Unnamed: 0,feature_num,case_num,feature_text
113,805,8,67-year
34,208,2,Female
139,913,9,Female
39,213,2,Onset-3-years-ago
58,315,3,35-year
66,407,4,Female
27,201,2,Last-Pap-smear-I-year-ago
42,216,2,44-year
70,501,5,Female
127,901,9,20-year


## Cross-Dataset Alignment

| Dataset    | Text Source                     | Language Style          | Supervision Type        |
|------------|---------------------------------|-------------------------|-------------------------|
| NBME       | Exam patient notes              | Structured, concise     | Span-level annotations  |
| Synthea    | Synthetic EHR narratives        | Templated, clean        | Programmatic labels     |
| MTSamples  | Clinical transcription samples  | Noisy, narrative        | Weak supervision        |

## Dataset-Specific Usage

### NBME
- Input: `pn_history`
- Reference: annotated symptom spans
- Role: clean, exam-style benchmark

### Synthea
- Input: constructed synthetic clinical notes
- Reference: condition and encounter metadata
- Role: controlled synthetic EHR-style data

### MTSamples
- Input: transcription text
- Reference: keyword- and context-based symptom cues
- Role: real-world noisy clinical language

## Evaluation Strategy

Model outputs are evaluated using:
- mention-level matching against reference symptoms
- semantic similarity to symptom descriptions
- qualitative error categorization (missed, hallucinated, negated)
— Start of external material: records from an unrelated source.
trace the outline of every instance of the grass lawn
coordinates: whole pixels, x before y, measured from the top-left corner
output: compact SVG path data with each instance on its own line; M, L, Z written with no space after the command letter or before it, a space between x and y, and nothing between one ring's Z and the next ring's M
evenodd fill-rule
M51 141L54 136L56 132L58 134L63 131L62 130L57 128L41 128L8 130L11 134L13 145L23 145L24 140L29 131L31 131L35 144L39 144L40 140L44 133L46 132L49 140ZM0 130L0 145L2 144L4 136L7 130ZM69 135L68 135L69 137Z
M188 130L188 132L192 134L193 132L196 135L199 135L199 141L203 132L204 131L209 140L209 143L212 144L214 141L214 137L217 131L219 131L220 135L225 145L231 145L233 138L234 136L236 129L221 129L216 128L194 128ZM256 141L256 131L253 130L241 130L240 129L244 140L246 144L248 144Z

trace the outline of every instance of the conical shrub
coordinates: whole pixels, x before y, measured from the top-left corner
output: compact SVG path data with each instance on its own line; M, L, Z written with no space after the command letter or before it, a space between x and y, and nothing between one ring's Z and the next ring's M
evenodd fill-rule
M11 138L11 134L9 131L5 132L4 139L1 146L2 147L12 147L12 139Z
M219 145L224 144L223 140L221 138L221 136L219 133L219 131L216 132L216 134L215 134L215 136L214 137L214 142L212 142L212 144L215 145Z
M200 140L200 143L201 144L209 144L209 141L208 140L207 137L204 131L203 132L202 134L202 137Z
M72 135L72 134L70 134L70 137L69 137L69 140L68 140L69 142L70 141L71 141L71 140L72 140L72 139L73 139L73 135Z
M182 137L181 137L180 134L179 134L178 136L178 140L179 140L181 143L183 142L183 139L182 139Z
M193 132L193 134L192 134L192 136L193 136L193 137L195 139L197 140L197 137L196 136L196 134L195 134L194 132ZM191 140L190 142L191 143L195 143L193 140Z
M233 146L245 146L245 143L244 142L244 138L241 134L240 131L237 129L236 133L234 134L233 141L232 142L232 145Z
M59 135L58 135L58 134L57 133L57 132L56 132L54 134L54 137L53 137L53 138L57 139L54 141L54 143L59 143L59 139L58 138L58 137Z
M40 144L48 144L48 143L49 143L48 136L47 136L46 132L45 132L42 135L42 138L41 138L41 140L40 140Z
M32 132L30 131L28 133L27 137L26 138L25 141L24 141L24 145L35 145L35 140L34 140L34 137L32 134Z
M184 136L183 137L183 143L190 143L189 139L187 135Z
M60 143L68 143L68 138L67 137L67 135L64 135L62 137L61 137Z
We do not optimize for dataset-specific competition metrics.
Instead, we focus on **robustness and generalization** across datasets.
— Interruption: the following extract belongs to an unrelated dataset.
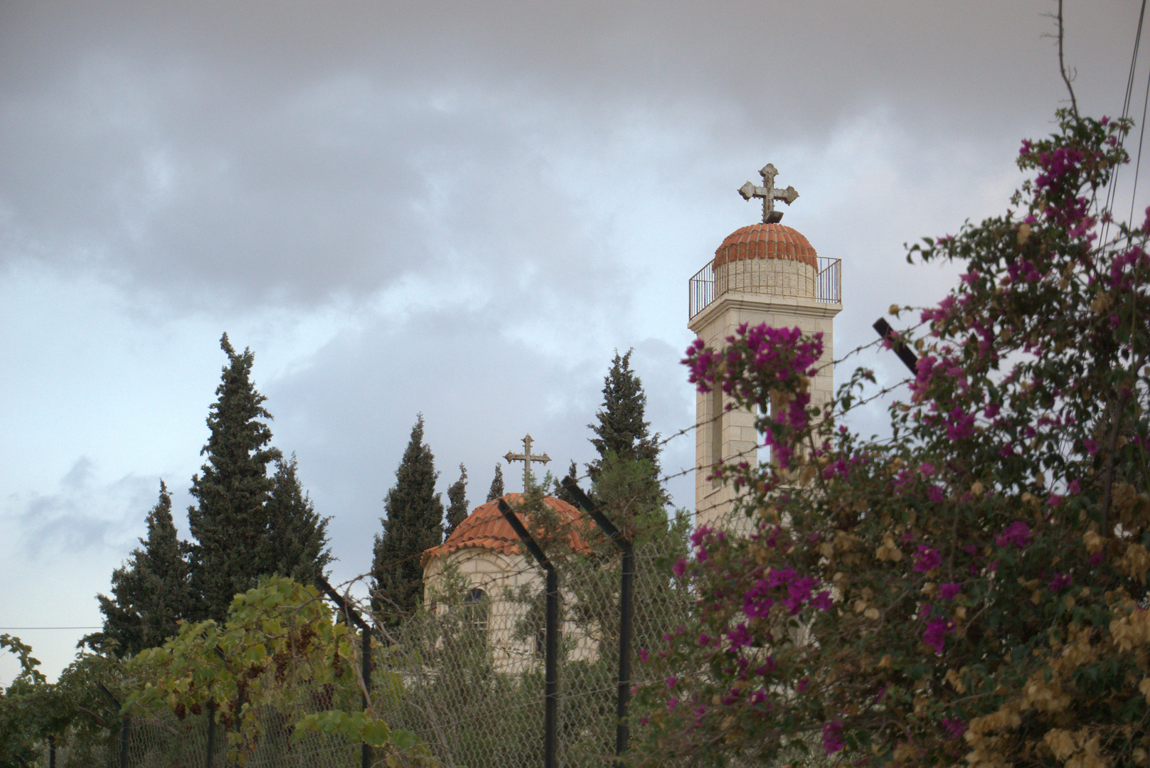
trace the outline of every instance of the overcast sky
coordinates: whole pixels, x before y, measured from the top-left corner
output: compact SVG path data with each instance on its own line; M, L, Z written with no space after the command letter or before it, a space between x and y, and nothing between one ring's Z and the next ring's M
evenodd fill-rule
M653 429L689 427L687 281L757 221L736 189L766 162L843 260L836 353L869 343L958 271L903 244L1000 213L1051 130L1052 7L0 3L0 631L99 624L161 478L186 535L224 331L340 581L419 412L473 506L527 432L559 471L592 458L615 350ZM1082 112L1120 113L1137 11L1068 0ZM14 633L54 677L86 631Z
## Cross-Dataset Robustness

Robustness is assessed by:
- consistency of performance across datasets
- sensitivity to prompt phrasing
- error patterns under distribution shift

This allows systematic analysis of how open-source LLMs behave
when clinical text style and noise characteristics change.

### Summary

This unified task definition enables fair and reproducible evaluation of
open-source LLMs for clinical symptom identification across heterogeneous
public clinical datasets. All subsequent experiments adhere to this setup.